Mahdi Chaari

Posted on Jun 16

C++, Unsafe Doesn’t Always Mean Dangerous : How I increased performance with raw pointers

#cpp #opengl #ffmpeg

TL;DR:

When building a real-time video rendering and encoding pipeline in C++, I hit a surprising bottleneck: memory allocation. Despite using high-performance libraries like OpenGL and FFmpeg, the cost of safely copying ~5MB per frame killed my frame budget. The fix? Using raw pointers with a manually managed double buffer. It’s not idiomatic C++, but in this case, “unsafe” code—done carefully—was the only way to hit performance targets.

As a person who worked in managed runtimes like NodeJs and the Golang runtime, thinking about memory management always felt like premature optimisations because the runtime, or the underlying libraries generally handled it really well. However, in C++ it is the name of the game. The language offers multiple ways to manage memory and resource lifecycles like RAII, smart pointers and manual work using raw pointers. And in general it is never a good idea to work with raw pointers due to their complexity and risk. Leaks, dangling pointers, double frees… the list is long. But sometimes, performance demands pull you back into the wild.

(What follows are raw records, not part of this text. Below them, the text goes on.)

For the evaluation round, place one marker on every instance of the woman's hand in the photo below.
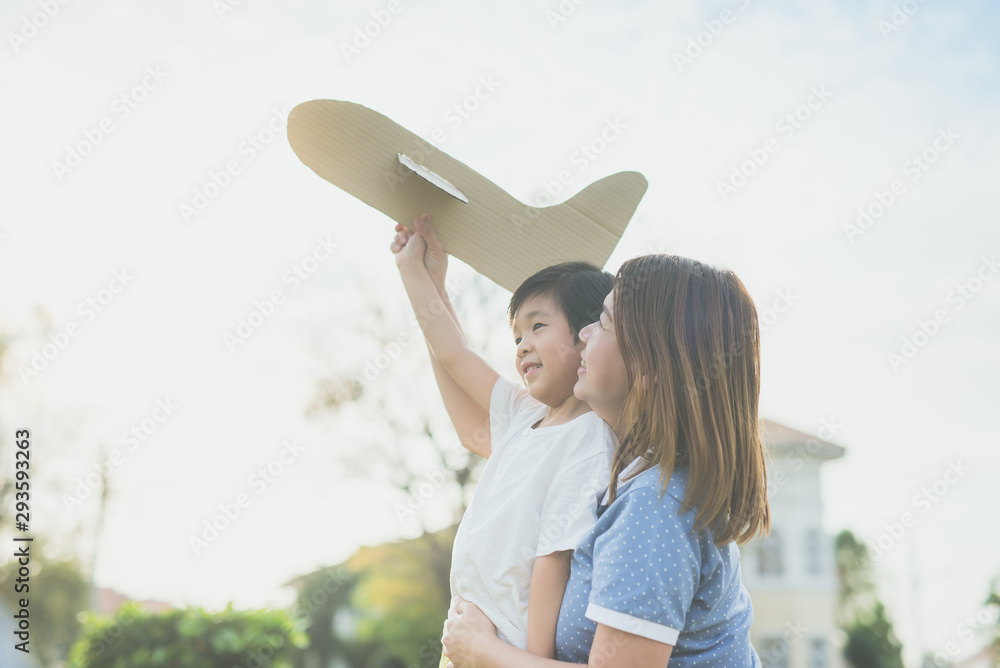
(466, 632)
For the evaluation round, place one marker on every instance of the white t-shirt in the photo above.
(538, 494)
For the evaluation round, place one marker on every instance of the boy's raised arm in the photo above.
(444, 337)
(549, 576)
(472, 421)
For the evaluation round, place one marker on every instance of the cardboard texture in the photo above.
(358, 150)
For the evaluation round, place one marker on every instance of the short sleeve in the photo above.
(506, 400)
(570, 508)
(646, 567)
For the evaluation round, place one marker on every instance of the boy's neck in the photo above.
(569, 409)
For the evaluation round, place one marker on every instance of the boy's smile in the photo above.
(547, 352)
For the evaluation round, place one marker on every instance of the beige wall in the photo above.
(795, 617)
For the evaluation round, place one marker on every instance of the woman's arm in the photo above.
(470, 641)
(548, 584)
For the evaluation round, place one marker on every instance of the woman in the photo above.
(673, 365)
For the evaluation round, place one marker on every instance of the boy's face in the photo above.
(547, 354)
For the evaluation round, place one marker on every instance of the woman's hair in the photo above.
(689, 337)
(578, 289)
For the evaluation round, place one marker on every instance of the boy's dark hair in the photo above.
(577, 288)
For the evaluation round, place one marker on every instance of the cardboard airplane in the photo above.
(393, 170)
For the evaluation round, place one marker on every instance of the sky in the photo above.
(839, 156)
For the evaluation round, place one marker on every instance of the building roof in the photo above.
(783, 441)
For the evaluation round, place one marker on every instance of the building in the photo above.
(791, 574)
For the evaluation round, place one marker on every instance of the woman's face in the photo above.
(602, 378)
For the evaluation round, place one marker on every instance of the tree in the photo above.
(192, 638)
(410, 444)
(993, 602)
(59, 591)
(871, 641)
(378, 608)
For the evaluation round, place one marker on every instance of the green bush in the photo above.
(191, 638)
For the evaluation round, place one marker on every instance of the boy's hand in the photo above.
(435, 258)
(408, 247)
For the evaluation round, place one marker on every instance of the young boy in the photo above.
(549, 454)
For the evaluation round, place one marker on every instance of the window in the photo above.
(814, 552)
(769, 555)
(774, 652)
(817, 653)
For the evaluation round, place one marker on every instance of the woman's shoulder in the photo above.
(644, 492)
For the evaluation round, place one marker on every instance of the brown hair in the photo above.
(694, 377)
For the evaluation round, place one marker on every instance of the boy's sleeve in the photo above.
(646, 568)
(570, 508)
(505, 401)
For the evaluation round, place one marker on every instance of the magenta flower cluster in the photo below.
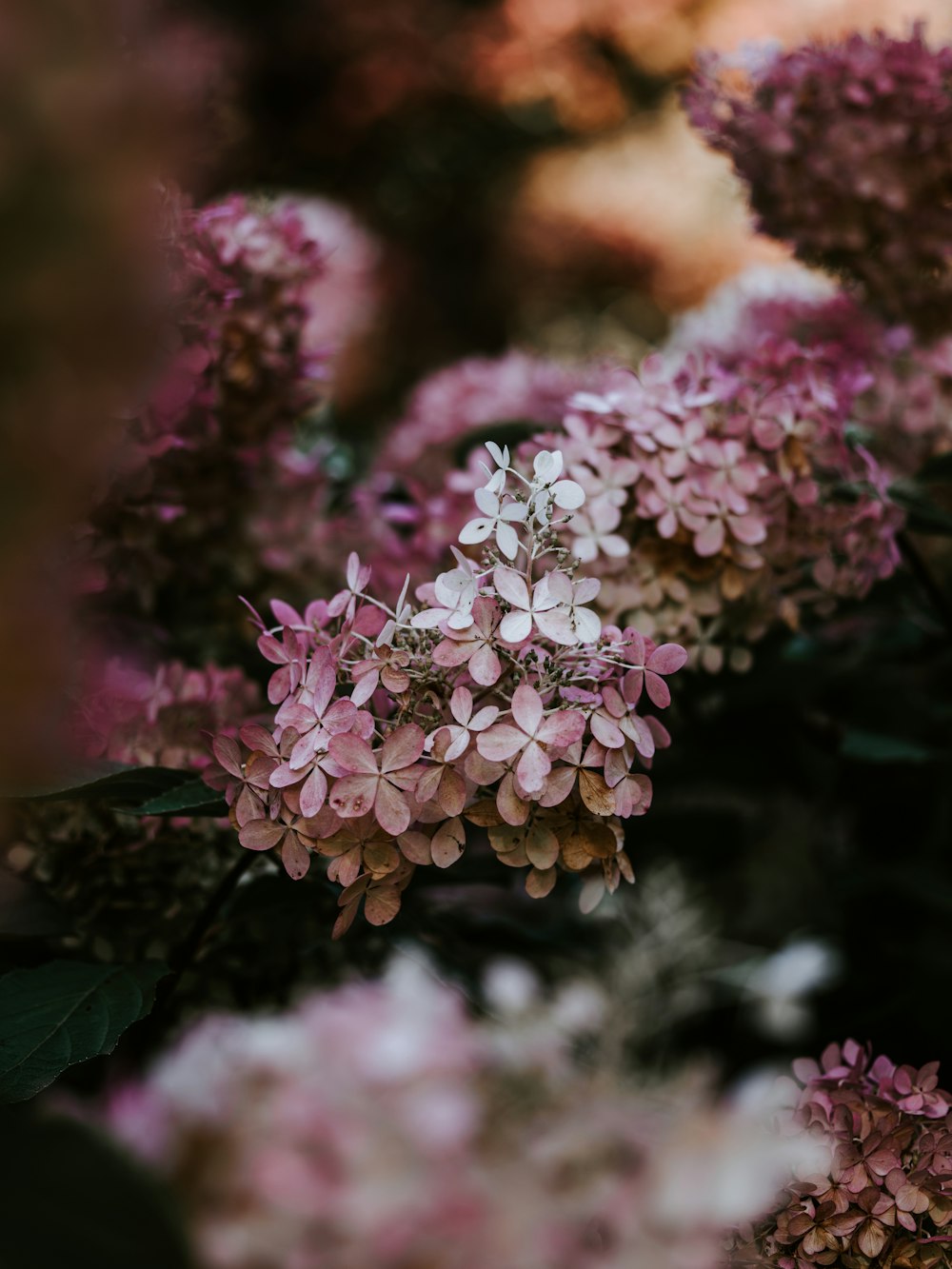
(380, 1126)
(845, 151)
(209, 452)
(503, 702)
(724, 495)
(887, 1193)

I'll share a story, about how raw pointers saved my project from business unviability.

In a project I am working on, I have to Render 800 frames per second of 48GB of gpu assets then encoding them into real time video streams, all in real time, on a single powerful machine. If I can't achieve these numbers, the project dies.

The rendering side uses OpenGL; the encoding side uses libav (FFmpeg). Both are highly optimised but in completely different ecosystems.

At first glance, the heavy GPU work seemed like the obvious bottleneck:

Rendering 4M+ triangles per frame
Reading GPU memory back to the CPU
Passing the frame to the encoder

But after measuring… surprise: The bottleneck wasn’t GPU work.
It was memory allocation.

The Hidden Bottleneck: Memory Allocation

Back to the drawing board?

When planning the project, I did some benchmarks:

real-time encoding can be done quickly on the separate Nvenc ship ( or apple video toolbox on Apple Silicon)
Optimised rendering allows for huge gains even with large polygon count, and testing showed it could clearly meet our frame budget
Encoding and rendering are done on different dies in the GPU so they can be parallelised and shouldn't affect each other
we have a double buffer per stream, and since we're rendering in a round robin fashion, and since encoding is much faster than rendering, it is not possible that rendering is being blocked by the locking mechanism in place.

Looking at the estimates, putting everything together should work. But there was a problem hiding in plain sight.

Both OpenGL and libav manage their own memory layouts and object lifetimes. When bridging them, the easy (and “safe”) path is to copy frame data into a newly allocated buffer for each AVFrame.

That means allocating and copying ~5MB per frame, at hundreds or thousands of frames per second.
Across multiple threads.
While trying to maintain real-time performance.

That quickly became a page-fault storm. My rendering time per frame went from 1.3ms per frame to more than double that.

The Fix: Controlled Unsafe Code

So I broke the rules.

Instead of copying memory or using RAII, I created a manually-managed double buffer. Both OpenGL and libav operate on shared raw memory. I carefully coordinate access, and validate every pointer and layout match using source inspection and testing.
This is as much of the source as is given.